La nuova alleanza nasce anche per mettere ordine tra iniziative già esistenti e trasformarle in una strategia più coordinata. Secondo la dichiarazione, dall’inizio del 2026 sono stati annunciati 195 progetti nelle catene del valore dei minerali critici, per 64 miliardi di euro di investimenti, tra partecipazioni azionarie e accordi di acquisto.

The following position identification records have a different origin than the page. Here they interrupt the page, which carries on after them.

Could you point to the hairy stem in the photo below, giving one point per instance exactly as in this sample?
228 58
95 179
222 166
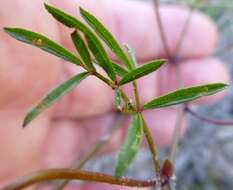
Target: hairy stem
104 79
176 138
72 174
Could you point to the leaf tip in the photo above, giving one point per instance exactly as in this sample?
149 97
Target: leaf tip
25 122
7 29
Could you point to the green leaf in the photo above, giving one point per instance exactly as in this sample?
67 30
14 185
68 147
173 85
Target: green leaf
94 43
55 95
130 147
185 95
101 56
119 70
118 99
82 49
43 43
61 16
142 71
106 36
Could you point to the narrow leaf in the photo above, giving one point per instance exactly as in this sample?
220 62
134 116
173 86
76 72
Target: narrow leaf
167 169
94 43
142 71
43 43
61 16
130 147
119 70
118 99
185 95
82 49
106 36
101 56
55 95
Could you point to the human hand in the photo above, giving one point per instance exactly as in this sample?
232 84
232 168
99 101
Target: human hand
69 129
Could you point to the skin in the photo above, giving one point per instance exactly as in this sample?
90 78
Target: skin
70 128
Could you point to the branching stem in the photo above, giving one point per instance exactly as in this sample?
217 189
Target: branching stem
72 174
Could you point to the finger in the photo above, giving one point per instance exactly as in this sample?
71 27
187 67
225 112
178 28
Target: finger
80 137
120 16
20 149
194 72
162 123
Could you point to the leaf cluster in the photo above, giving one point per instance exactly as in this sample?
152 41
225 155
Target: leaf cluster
89 39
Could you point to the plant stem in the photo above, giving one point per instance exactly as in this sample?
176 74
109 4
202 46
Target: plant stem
104 79
116 124
71 174
176 138
137 97
152 146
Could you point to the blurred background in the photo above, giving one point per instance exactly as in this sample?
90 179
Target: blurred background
205 156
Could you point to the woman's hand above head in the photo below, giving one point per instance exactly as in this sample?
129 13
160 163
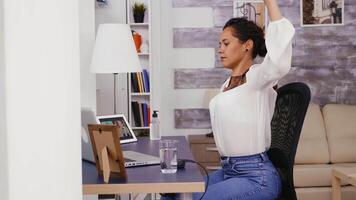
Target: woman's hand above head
274 12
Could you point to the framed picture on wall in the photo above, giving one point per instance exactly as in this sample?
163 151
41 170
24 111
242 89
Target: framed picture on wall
321 13
254 10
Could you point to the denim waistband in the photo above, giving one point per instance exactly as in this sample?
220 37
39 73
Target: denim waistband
261 157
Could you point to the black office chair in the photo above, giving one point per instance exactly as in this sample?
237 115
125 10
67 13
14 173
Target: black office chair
291 105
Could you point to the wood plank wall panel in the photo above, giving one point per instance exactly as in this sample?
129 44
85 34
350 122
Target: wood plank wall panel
200 78
323 57
192 118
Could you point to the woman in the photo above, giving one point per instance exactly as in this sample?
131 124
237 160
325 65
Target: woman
242 112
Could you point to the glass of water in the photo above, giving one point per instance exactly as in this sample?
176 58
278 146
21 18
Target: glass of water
168 156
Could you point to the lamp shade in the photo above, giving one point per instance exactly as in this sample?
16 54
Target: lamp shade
114 50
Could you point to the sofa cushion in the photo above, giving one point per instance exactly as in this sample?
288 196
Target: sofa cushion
315 175
340 123
324 193
313 147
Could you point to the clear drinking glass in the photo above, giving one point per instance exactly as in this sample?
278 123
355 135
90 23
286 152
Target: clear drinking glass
168 156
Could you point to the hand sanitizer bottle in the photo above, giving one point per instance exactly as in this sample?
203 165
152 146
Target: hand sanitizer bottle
154 127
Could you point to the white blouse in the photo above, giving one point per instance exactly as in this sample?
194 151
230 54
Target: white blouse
241 116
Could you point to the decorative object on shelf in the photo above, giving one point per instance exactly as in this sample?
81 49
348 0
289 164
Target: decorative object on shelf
138 41
114 52
154 127
102 3
322 13
144 47
253 10
139 10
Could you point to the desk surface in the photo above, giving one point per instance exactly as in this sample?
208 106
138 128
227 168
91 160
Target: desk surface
147 179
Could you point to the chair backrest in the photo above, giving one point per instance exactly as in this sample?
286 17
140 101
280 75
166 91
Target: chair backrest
291 106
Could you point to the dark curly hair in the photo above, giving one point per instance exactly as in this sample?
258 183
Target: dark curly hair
245 30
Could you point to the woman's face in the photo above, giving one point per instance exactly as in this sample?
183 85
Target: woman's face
231 49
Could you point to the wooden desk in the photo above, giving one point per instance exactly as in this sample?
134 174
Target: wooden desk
147 179
347 174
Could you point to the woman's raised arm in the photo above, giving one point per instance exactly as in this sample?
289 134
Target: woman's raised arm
273 10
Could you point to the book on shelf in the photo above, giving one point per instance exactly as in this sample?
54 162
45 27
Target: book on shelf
141 114
146 80
140 82
134 83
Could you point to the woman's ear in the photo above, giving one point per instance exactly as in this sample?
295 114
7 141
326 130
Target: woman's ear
249 44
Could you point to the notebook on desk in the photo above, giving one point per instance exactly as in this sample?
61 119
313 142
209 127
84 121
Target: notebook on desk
132 158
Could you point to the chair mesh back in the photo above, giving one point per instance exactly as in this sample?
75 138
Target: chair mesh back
291 106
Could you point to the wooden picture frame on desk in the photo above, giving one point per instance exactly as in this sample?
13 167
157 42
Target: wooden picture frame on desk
107 151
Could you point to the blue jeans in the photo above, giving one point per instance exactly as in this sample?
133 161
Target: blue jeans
243 178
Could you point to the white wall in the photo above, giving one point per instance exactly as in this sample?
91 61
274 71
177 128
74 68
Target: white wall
181 58
87 38
42 78
3 147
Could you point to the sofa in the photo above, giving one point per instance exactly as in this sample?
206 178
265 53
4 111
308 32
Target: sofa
328 140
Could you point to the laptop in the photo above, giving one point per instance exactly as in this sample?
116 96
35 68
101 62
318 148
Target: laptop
132 158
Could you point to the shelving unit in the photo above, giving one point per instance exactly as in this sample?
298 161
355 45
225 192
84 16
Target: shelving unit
143 97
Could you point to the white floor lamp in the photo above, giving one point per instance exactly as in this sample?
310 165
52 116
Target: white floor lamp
114 52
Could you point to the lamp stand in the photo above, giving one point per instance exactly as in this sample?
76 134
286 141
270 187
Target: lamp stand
115 76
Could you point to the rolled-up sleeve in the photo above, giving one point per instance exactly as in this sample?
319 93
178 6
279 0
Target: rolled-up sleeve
277 61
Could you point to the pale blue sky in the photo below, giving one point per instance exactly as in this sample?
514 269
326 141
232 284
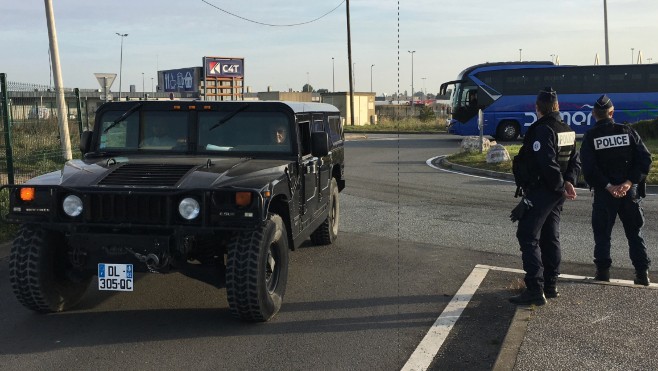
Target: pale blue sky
447 36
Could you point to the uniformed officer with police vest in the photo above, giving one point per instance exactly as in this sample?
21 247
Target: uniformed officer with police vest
615 165
551 159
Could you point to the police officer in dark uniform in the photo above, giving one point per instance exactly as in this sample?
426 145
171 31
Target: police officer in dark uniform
554 164
615 164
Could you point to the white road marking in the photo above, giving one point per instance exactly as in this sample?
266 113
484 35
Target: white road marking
425 352
430 161
428 348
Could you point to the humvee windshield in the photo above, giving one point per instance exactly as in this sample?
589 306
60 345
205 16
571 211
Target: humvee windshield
168 130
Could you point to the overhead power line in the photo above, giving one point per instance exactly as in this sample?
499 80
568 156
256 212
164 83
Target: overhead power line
270 24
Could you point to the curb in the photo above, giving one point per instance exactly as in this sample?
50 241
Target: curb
509 351
443 162
5 249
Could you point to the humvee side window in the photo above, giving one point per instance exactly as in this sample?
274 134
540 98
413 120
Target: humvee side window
335 129
305 137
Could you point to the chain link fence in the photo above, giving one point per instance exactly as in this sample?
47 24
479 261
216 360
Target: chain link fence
30 143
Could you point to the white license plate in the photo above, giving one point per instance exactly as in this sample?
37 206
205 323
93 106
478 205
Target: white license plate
115 277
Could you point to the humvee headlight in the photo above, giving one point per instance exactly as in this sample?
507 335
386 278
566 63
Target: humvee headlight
27 194
72 205
243 198
189 208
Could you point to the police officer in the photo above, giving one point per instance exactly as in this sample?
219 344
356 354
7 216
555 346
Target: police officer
554 165
615 162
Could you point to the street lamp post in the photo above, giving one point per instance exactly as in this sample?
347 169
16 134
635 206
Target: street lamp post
371 66
333 76
122 35
412 77
424 92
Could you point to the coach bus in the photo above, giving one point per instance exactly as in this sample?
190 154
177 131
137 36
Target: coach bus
506 93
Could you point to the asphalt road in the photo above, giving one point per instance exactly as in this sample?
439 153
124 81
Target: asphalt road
410 235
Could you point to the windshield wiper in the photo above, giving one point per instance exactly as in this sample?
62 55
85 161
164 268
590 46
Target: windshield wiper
229 116
123 117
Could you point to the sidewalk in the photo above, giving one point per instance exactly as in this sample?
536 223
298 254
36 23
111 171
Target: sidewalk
591 326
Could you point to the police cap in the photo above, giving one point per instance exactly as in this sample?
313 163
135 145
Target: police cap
603 102
547 95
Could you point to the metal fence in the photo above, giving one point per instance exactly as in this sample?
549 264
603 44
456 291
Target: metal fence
30 140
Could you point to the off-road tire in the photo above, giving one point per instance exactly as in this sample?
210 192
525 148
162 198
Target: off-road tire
40 273
327 232
257 271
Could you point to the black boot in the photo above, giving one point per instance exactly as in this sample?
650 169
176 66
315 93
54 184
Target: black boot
550 287
528 297
642 277
602 274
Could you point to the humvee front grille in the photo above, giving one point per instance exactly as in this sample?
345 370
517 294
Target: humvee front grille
127 208
154 175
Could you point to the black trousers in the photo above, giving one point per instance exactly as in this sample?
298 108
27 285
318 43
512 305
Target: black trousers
604 213
539 238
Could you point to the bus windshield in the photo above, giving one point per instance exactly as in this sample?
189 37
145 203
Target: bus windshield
506 93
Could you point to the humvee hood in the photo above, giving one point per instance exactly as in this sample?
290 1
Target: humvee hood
183 172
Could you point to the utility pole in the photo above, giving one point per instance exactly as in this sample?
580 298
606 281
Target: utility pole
349 61
605 21
121 60
62 119
333 76
371 66
412 78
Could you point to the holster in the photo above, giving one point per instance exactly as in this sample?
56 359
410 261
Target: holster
642 189
520 210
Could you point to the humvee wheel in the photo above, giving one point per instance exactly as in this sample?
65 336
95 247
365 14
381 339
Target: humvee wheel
328 231
40 273
257 271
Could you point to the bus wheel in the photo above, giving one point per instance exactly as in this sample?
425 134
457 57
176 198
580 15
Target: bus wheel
507 130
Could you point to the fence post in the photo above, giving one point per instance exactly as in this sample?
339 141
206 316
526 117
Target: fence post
7 128
79 106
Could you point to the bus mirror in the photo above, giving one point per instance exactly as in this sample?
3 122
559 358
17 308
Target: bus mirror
483 99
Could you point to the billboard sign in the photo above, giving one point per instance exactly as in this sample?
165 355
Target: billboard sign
179 80
223 67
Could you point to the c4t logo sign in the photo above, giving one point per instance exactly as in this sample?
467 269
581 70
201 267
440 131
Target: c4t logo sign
225 68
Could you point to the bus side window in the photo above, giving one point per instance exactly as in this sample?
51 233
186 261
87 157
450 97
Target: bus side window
472 98
305 138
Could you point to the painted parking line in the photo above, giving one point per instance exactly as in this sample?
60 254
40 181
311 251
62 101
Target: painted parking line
428 348
425 352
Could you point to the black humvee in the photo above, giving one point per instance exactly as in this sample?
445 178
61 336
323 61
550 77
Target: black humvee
219 191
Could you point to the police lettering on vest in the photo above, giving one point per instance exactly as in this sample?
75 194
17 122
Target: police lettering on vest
611 141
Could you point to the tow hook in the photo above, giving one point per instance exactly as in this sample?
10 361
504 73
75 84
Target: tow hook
152 261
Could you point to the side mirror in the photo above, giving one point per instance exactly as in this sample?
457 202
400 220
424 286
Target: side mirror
85 141
319 144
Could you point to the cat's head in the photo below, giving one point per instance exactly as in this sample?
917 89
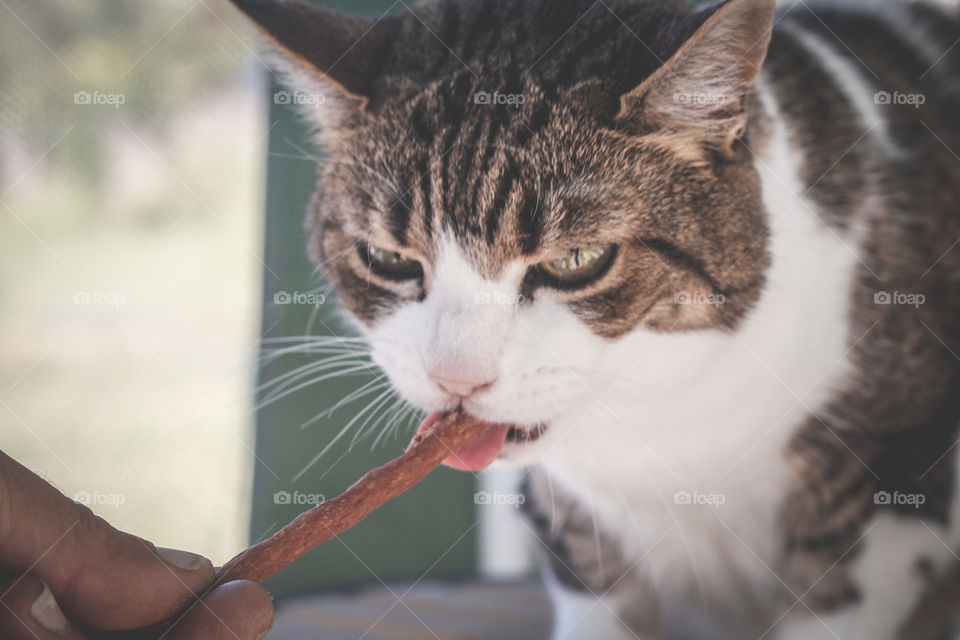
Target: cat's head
513 186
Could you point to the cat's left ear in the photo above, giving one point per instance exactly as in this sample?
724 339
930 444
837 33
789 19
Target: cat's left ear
703 87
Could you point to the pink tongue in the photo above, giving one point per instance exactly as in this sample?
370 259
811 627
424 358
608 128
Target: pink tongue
479 452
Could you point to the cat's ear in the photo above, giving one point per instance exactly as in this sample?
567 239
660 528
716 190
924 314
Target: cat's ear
703 87
328 57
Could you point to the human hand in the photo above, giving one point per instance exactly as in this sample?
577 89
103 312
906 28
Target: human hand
63 569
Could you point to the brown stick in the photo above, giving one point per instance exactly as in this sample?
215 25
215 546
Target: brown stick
335 516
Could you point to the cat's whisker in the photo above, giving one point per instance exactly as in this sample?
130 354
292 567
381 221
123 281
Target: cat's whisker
389 418
387 396
333 441
373 385
279 382
361 369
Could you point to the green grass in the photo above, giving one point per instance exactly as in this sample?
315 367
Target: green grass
148 399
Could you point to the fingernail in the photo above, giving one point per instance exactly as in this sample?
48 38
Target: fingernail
47 613
181 559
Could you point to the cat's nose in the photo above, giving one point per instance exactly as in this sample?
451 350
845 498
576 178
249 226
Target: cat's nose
463 387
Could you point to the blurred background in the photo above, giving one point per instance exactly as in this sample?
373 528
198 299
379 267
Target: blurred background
132 156
159 315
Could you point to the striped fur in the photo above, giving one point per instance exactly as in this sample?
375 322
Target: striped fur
820 183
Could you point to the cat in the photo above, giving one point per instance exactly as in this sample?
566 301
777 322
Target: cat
698 268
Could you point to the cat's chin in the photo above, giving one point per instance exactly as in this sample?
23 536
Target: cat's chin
500 442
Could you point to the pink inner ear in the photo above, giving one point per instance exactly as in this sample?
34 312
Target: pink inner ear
704 82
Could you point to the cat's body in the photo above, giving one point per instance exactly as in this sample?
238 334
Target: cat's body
745 418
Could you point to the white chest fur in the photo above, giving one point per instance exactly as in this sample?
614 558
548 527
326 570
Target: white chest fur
680 448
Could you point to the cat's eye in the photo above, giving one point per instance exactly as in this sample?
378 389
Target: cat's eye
578 266
392 265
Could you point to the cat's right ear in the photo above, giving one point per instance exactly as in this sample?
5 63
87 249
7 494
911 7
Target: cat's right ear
327 59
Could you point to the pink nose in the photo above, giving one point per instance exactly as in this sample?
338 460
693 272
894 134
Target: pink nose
461 387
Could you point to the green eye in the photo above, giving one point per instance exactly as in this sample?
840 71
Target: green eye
577 266
392 264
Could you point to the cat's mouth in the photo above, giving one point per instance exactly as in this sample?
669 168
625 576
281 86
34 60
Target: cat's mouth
480 452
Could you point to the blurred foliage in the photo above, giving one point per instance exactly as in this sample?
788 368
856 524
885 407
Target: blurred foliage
161 56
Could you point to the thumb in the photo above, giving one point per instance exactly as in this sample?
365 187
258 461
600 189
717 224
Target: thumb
102 578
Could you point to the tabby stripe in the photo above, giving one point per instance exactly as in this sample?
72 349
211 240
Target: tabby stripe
426 184
577 53
500 200
537 121
530 217
449 139
399 220
682 259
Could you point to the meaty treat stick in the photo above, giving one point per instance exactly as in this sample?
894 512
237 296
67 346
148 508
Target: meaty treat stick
331 518
335 516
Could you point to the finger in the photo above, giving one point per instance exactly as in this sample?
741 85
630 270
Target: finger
239 610
28 611
102 578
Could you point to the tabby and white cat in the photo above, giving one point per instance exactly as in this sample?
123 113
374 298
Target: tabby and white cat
698 268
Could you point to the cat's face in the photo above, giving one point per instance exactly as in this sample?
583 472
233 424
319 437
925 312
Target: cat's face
492 250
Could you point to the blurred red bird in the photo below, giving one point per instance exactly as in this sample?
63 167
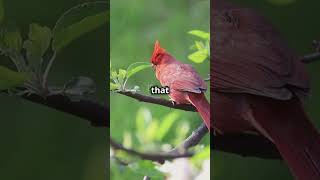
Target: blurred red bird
186 86
258 84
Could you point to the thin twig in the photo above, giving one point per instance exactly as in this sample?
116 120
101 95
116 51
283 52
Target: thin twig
157 100
159 157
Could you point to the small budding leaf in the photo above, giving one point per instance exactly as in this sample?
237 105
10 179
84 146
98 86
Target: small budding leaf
199 56
78 21
114 86
10 39
80 86
137 67
38 43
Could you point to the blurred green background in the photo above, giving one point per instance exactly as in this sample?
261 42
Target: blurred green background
41 143
298 22
135 26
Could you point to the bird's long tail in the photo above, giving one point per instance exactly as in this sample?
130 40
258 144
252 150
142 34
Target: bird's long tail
287 125
202 105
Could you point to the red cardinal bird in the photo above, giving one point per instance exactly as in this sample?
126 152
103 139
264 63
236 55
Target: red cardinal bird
259 84
186 86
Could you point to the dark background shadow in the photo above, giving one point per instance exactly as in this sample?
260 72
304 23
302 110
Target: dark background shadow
41 143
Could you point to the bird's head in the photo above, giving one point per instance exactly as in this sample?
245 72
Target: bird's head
157 54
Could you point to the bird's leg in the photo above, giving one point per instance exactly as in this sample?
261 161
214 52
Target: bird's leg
173 102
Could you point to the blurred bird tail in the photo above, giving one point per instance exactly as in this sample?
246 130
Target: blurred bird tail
287 125
202 105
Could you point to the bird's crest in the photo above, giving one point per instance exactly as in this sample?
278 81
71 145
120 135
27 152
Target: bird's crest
157 52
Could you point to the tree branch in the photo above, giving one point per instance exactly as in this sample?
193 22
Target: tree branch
311 57
93 112
157 100
98 115
158 157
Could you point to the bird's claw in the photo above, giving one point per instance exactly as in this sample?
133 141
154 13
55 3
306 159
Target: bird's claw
173 102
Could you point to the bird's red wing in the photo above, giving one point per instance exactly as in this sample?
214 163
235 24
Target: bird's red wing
248 56
188 79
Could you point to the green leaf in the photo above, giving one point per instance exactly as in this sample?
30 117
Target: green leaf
166 124
199 45
200 34
152 130
80 86
114 86
143 117
146 168
137 67
199 56
113 74
10 39
121 75
10 79
38 43
1 11
78 21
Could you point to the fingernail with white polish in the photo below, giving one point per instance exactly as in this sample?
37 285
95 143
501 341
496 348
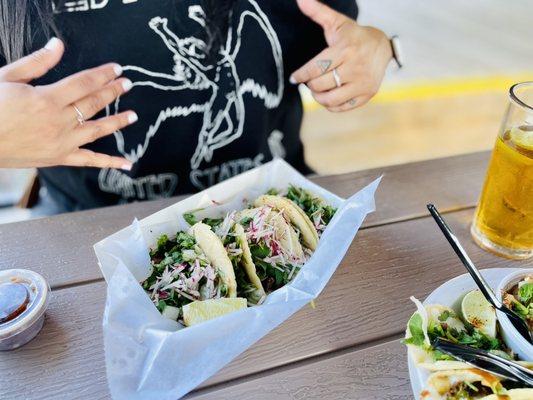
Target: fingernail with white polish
126 167
132 117
127 85
118 69
52 44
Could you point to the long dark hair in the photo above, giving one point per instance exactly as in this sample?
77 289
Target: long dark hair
22 20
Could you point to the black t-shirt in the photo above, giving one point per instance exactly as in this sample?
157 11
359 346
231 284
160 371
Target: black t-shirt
200 121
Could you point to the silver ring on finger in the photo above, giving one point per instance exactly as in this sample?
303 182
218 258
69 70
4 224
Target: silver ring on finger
79 115
337 77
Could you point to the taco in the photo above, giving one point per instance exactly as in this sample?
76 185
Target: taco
513 394
471 384
187 268
264 248
437 321
294 214
319 212
466 384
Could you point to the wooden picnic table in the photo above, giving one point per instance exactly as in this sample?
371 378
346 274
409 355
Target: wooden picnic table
347 348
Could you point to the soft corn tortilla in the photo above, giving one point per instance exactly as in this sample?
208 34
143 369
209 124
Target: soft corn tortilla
295 215
248 263
284 232
215 252
440 383
513 394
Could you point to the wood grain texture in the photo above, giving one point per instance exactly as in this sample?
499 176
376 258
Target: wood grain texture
379 372
60 247
384 266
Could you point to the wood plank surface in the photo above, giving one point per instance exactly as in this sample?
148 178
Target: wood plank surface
60 247
384 266
378 372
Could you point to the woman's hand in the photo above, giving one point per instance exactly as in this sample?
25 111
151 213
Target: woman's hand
40 125
349 72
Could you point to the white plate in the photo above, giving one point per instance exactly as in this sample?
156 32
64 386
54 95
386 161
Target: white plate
450 294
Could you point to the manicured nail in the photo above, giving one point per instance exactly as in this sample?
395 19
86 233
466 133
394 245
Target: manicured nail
118 69
127 85
53 44
132 117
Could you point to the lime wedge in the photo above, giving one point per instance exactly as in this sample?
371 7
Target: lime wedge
522 138
479 313
200 311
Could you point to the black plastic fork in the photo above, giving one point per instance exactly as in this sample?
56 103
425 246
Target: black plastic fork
520 325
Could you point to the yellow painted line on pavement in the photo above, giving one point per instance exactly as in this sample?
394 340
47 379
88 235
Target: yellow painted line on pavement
438 88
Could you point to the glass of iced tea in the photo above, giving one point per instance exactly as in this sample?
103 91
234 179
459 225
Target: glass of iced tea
503 223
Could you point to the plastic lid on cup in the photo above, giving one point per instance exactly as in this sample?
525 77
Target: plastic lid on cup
24 298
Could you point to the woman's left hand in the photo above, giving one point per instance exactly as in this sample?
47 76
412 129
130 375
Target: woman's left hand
348 73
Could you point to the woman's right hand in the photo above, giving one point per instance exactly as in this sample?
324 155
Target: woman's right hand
39 125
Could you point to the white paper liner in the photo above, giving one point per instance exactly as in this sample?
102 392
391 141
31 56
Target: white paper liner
151 357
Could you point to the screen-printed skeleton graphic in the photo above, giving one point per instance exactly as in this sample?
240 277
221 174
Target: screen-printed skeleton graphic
224 112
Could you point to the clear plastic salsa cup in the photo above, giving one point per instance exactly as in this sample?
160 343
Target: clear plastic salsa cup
24 297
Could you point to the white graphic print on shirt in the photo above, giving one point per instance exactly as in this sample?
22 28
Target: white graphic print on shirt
223 115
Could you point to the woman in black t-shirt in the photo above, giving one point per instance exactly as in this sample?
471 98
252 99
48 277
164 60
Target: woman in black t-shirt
211 89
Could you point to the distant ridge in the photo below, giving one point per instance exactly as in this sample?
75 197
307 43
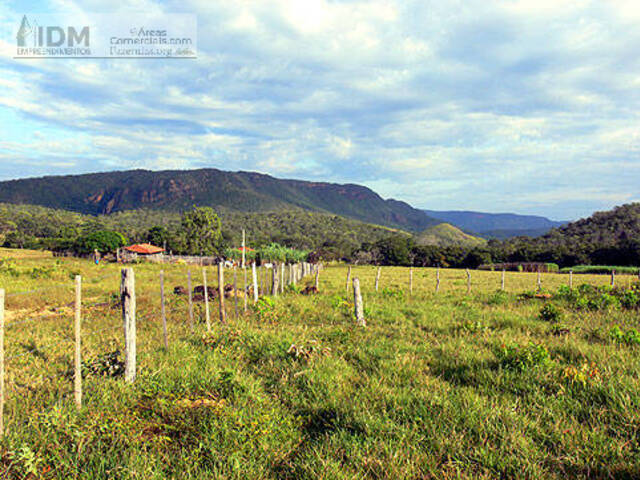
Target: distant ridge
446 235
177 190
496 225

L’obiettivo è sostenere progetti lungo tutta la filiera: estrazione, lavorazione, capacità industriale, riciclo e infrastrutture collegate.
Tracciabilità e stockpiling
Un altro capitolo riguarda la tracciabilità. Il G7 vuole arrivare a creare meccanismi armonizzati e interoperabili per verificare tracciabilità e la trasparenza sull’origine dei minerali critici, come strumento per rafforzare la sicurezza degli approvvigionamenti, garantire standard elevati e contrastare traffici illegali. Si parte da due progetti pilota su litio e nichel, con la precisazione che si dovrà “evitare di compromettere la competitività o imporre oneri eccessivi”. Il sistema dovrebbe poi essere esteso ogni anno ad altri cinque minerali, con particolare attenzione alle terre rare.
Per quanto riguarda la gestione delle crisi, la dichiarazione ‘ingloba’ il punto di vista giapponese, più orientato alla costituzione di scorte strategiche. I Paesi del G7 si impegnano infatti a sviluppare o aumentare capacità nazionali di stockpiling, pubbliche o industriali, dove appropriato. È prevista inoltre la creazione di un meccanismo di cooperazione congiunto, con il supporto dell’Agenzia internazionale dell’energia, per condividere dati e avvisi su possibili tensioni di mercato o interruzioni dell’offerta o della domanda.
Economia circolare
Spazio infine all’economia circolare. I Paesi si impegnano a favorire progettazione efficiente, riuso, riparazione e rigenerazione di prodotti che contengono minerali critici, oltre a sostenere il riciclo e la creazione di mercati più solidi per le materie prime secondarie, “attraverso incentivi economici e normativi come i requisiti di contenuto riciclato”.
Il testo prevede anche il recupero di minerali da fonti alternative e secondarie, come rifiuti minerari e scarti di lavorazione, e una maggiore collaborazione sull’innovazione tecnologica. L’obiettivo è aumentare la capacità di raccolta e riciclo, ridurre la dispersione di prodotti di valore e a fine vita contenenti materie prime critiche, e contrastare il traffico illegale di rifiuti ricchi di minerali critici, anche attraverso sistemi digitali di tracciabilità e responsabilità estesa dei produttori.
Va precisato che la dichiarazione congiunta sottoscritta oggi dai leader del G7 non introduce obblighi immediatamente vincolanti; tuttavia resta un impegno politico e una conferma dell’importanza centrale dei minerali critici come leva di sicurezza economica, autonomia tecnologica e resilienza geopolitica.